Quel a été le cas le
plus difficile dans votre carrière? Le plus difficile,
défiant et profitable, du point de vue
émotionnel et légal, a été la tragédie du vol de la Silk
Air avec un Boeing 737 qui allait de Jakarta, capital de l’Indonésie à
Singapour, en 1997, qui s’est écrasé en tuant les 104 personnes à bord. Nous
avons représenté 33 familles. Quelques accidents auparavant avaient indiqué des
problèmes sur une soupape du système de contrôle du gouvernail, dont l’erreur pouvait provoquer la perte de
contrôle du pilote. Mais, quand
l’accident de la Silk Air a eu lieu, la
première hypothèse qui a été prise en compte a été celle du suicide du pilote
car le magnétophone de la cabine et l’enregistreur de données du vol étaient éteints. Je n’ai jamais cru à cette théorie et j’ai
insisté à rechercher la véritable cause pendant les six années suivantes. Le
jugement a duré deux mois et tous les jurés se sont manifestés en notre faveur.

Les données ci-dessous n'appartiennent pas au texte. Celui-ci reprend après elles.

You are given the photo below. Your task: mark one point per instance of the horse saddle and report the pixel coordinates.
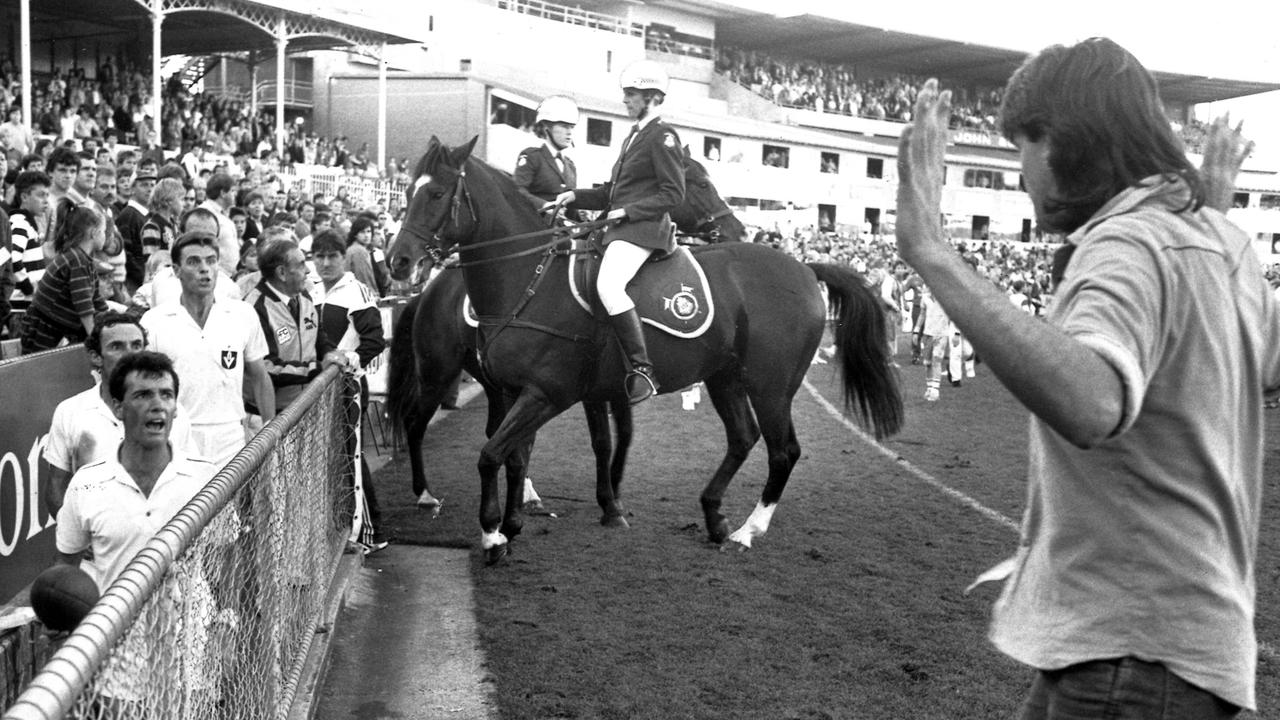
(670, 291)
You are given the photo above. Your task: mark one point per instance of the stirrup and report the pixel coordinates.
(638, 393)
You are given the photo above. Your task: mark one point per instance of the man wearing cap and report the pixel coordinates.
(647, 183)
(129, 223)
(544, 171)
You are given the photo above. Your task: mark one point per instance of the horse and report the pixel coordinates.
(548, 354)
(432, 347)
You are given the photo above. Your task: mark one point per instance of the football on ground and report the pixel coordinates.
(62, 596)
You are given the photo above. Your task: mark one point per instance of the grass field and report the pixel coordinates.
(850, 607)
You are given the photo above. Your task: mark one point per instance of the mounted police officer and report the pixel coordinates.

Les familles de trois passagers ont reçu un montant de 43,6 millions de
dollars. Dû aux répercutions, ce cas a contribué pour que tous les soupapes
défectueuses des 4 000 Boeings 737 en opération dans le monde à l’époque
fussent remplacées. Grâce à ça, le système de contrôle du gouvernail est devenu
plus fiable. Le côté ironique de l’affaire est que le fabricant de cette pièce
a encore beaucoup gagné sur la propre faute. Chaque nouvelle soupape a coûté
950 000 dollars. Le fabricant a gagné presque 4 milliards de dollars.
Qu’est-ce que la
tragédie du vol 447 d’Air France a de différent par rapport aux autres
accidents dans lesquels vous avez défendu les familles des victimes ? Cet accident sera l’un des rares survenus avec des avions commerciaux sur
lesquels on ne pourra pas compter sur les informations de la boîte noire. Cela
est commun dans les accidents avec de petits avions et n’empêche pas la
reconstitution de l’accident ainsi que ses causes. Mais c’est très rare sur des
aéronefs commerciales de la taille de l’Airbus.
Pour quelle raison
défendez-vous les investigations indépendantes pour évaluer les causes des
accidents aériens ? Les investigations officielles ne sont-elles pas
fiables? Il ne s’agit pas de cela. À mon avis, les
fabricants finissent par avoir un rôle excessivement important dans les
recherches des causes. Dans le cas dont je viens de parler, la boîte noire a
été retirée de l’avion par le gouvernement Indonésien et envoyée au fabricant,
l’américain Honeywell. Le rapport fait par Honeywell a suggéré que le pilote
avait éteint délibérément le magnétophone, laissant libre cours à la
spéculation qu’il avait commis un suicide et emmené avec lui tout l’équipage et
les passagers. Ceci démontre que même lorsque la boîte noire est récupérée
intacte, la lecture et l’interprétation des informations ne sont pas
entièrement hors de doutes. Pour cela, quand nous défendons les intérêts des
familles de victimes, nous ne pouvons pas nous fier uniquement aux
investigations officielles car elles sont menées par des représentants
d’entreprises ayant une responsabilité potentielle sur l’accident. Pour le cas
de l’AF 447, le fait que les investigations soient coordonnées par un organisme
officiel français (le BEA, Bureau d’enquêtes et d’analyses), cela met en
évidence qu’il faut qu’il y ait une investigation indépendante. Les intérêts
que le gouvernement français a dans Air
France et dans Airbus ne peuvent pas être ignorés.
Comment l’investigation
privée est-elle menée ? Il s’agit d’une operation qui coûte des millions de dollars et qui implique
l’embauche de spécialistes de divers domaines – pilotes, contrôleurs de vol,
météorologistes, interprétation de données, mécanique. Cette équipe
accompagne et met en cause chaque
conclusion de l’investigation officielle, réunit des documents, construit et
vérifie leurs propres hypothèses. Le but est de découvrir la vérité et
d’obtenir des preuves qui soutiennent cette vérité. C’est de cela que dépendent
les familles qui s’adressent à nous pour obtenir auprès de la Justice, les
indemnités auxquelles elles ont droit.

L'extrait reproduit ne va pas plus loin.